Ações de reestruturação e grandes obras de geração são os destaques da Eletrobras

A holding Eletrobras, constituída por 15 companhias atuantes entre os segmentos de distribuição, geração e transmissão de energia, começa 2010 com marca nova, um problema antigo solucionado, focando em uma grande obra de energia nuclear e vencendo um dos leilões mais esperados e controversos dos últimos anos, o da Usina Hidrelétrica de Belo Monte. Durante reunião de Apimec-Sul, o gerente de relações com investidor, Arlindo Castanheira, detalhou os destaques e os resultados de 2009 alcançados pelo grupo.

A redução que sofre o patrimônio líquido da holding é em função da aprovação da distribuição dos dividendos de reserva, uma das pendências mais preocupantes para a companhia. Foram valores não pagos aos acionistas durante nove anos entre 1979 e 1998. O montante de R$ 887 milhões, que com correção, totalizará R$ 10,328 milhões, será pago às ações ordinárias e preferenciais em quatro parcelas, com vencimento em junho de cada ano. O primeiro pagamento foi feito em fevereiro deste ano.

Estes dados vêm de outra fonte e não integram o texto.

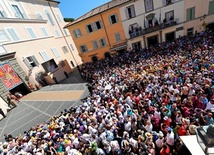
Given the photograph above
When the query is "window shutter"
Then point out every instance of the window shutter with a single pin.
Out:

De acordo com Castanheira, a companhia pretende, no longo prazo, avançar em outras questões de governança. Nos próximos anos, espera migrar do Nível 1 para o 2. Para isso, tem metas a cumprir: garantir o pagamento de Tag Along, ter dois membros independentes no Conselho de Administração e uma câmara de arbitragem.

Algumas novas legislações foram citadas pelo gerente como estímulo à reformulação institucional. A Lei 11.943 simplifica as licitações e cria o Fundo Garantidor. Esse mecanismo possibilita que o Governo deposite suas ações de participação nas estatais para garantir a construção de usinas. A Lei 12.111, que ainda não está regulamentada, deve influenciar positivamente no balanço final da Eletrobras. Ela regulamenta os sistemas isolados. Um efeito dela será a definição do preço da energia nuclear sem subsídios. Isso gerava prejuízo para a subsidiária Furnas. A partir dessa lei, todos os consumidores pagarão pela produção de energia ou óleo, e não a holding, que acabava ficando com a conta do subsídio.

O projeto de Angra III é um dos destaques dado pela Eletrobras, que ainda tem 87% da matriz hidrelétrica. Somente 5% é destinada à energia nuclear, 7% à produção de óleo e gás, e 1% à carvão. Angra ficará pronta em cinco anos de meio, no Rio de Janeiro, e terá uma capacidade instalada de 1.350 MW. A capacidade total da holding é de 39.453 MW. Outra obra em andamento é do Complexo de Tapajós (AM), com uma capacidade instalada de 10.682 MW. De acordo com o gerente de relações com investidor, essa obra lança uma forma diferenciada para as usinas nos próximos anos: uma metodologia semelhante a uma plataforma de petróleo. Reduz os custos e não se criam cidades no entorno do local.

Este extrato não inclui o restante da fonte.